Instructor: Leslie Roman, Associate Professor, Educational Studies
Email: Leslie.Roman@ubc.ca
the short description:
This course is designed to help prospective teachers examine their assumptions, educational beliefs and pedagogical practices in the context of the wider social forces and educational inequalities that impinge on schooling in British Columbia, Canada and elsewhere. The discourses about schooling, the nature of teachers' work and teachers, as well as particular groups of students, include many interested parties and voices, and not just those of educators, researchers, and academics. Claims about the purposes and outcomes of schooling are always interested and hardly consensual. Rather, they are debated quite heatedly and involve disagreements not only about the purposes and outcomes of schooling but also about whose knowledge and visions of social justice and equality should govern the curricula of schools. Such claims and conflicts over the aims and outcomes of schooling originate from a variety of individuals, groups, and organizations including governments, teacher organizations, parent groups, religious and cultural groups, student groups, school boards, and various social movements.

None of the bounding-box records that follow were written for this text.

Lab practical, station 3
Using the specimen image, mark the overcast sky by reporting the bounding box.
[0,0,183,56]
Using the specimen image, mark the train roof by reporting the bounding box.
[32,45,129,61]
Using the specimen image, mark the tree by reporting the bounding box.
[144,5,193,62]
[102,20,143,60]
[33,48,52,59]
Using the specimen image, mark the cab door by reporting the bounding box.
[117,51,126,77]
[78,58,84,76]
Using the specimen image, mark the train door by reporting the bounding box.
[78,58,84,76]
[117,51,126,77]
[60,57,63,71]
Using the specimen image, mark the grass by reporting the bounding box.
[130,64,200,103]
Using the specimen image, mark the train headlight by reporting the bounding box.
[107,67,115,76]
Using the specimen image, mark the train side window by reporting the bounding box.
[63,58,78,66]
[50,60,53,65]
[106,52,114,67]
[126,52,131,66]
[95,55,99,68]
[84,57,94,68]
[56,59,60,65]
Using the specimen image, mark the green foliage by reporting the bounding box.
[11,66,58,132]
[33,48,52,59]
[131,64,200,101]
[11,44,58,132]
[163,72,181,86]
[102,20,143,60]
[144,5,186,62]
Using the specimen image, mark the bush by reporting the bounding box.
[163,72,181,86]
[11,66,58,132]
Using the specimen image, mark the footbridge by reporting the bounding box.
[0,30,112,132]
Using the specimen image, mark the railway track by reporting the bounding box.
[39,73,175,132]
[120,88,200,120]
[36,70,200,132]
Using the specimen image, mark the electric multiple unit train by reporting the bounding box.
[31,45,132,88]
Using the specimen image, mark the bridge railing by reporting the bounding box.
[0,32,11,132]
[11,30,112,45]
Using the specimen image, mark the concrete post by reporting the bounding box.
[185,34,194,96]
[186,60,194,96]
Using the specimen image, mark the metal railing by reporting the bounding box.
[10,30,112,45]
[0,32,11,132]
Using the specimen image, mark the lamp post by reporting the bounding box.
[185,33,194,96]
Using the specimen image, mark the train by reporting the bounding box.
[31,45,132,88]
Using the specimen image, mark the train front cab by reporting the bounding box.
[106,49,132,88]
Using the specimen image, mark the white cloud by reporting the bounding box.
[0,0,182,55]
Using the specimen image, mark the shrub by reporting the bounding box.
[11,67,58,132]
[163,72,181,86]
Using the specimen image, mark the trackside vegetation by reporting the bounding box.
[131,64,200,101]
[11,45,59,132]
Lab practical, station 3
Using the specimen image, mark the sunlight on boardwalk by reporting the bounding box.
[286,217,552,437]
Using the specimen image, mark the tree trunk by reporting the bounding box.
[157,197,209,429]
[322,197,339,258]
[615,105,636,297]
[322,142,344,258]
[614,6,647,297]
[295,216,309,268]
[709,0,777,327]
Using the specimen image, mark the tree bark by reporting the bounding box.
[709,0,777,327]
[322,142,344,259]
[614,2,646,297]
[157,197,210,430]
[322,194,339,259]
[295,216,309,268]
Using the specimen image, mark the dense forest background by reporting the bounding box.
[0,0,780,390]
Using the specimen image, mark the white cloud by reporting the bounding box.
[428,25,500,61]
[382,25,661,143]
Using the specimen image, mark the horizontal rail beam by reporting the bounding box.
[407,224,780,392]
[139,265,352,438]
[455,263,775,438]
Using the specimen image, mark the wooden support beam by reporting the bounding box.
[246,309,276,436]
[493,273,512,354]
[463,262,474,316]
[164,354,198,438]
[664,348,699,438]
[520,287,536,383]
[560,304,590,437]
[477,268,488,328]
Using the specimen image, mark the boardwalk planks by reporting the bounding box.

This course will focus on claims made about the relationship among teachers, students, and schools with particular emphasis given to social divisions and oppressions by gender, class, "race"--particularly with respect to the experiences of First Nations people, and lesbians, bisexuals, gays and transgendered students. Issues of multiculturalism/antiracism, heterosexism/homophobia, sexism, ageism, and classism will be central to our examination of the wider social context of education and to the challenges of curricular justice and policy-making.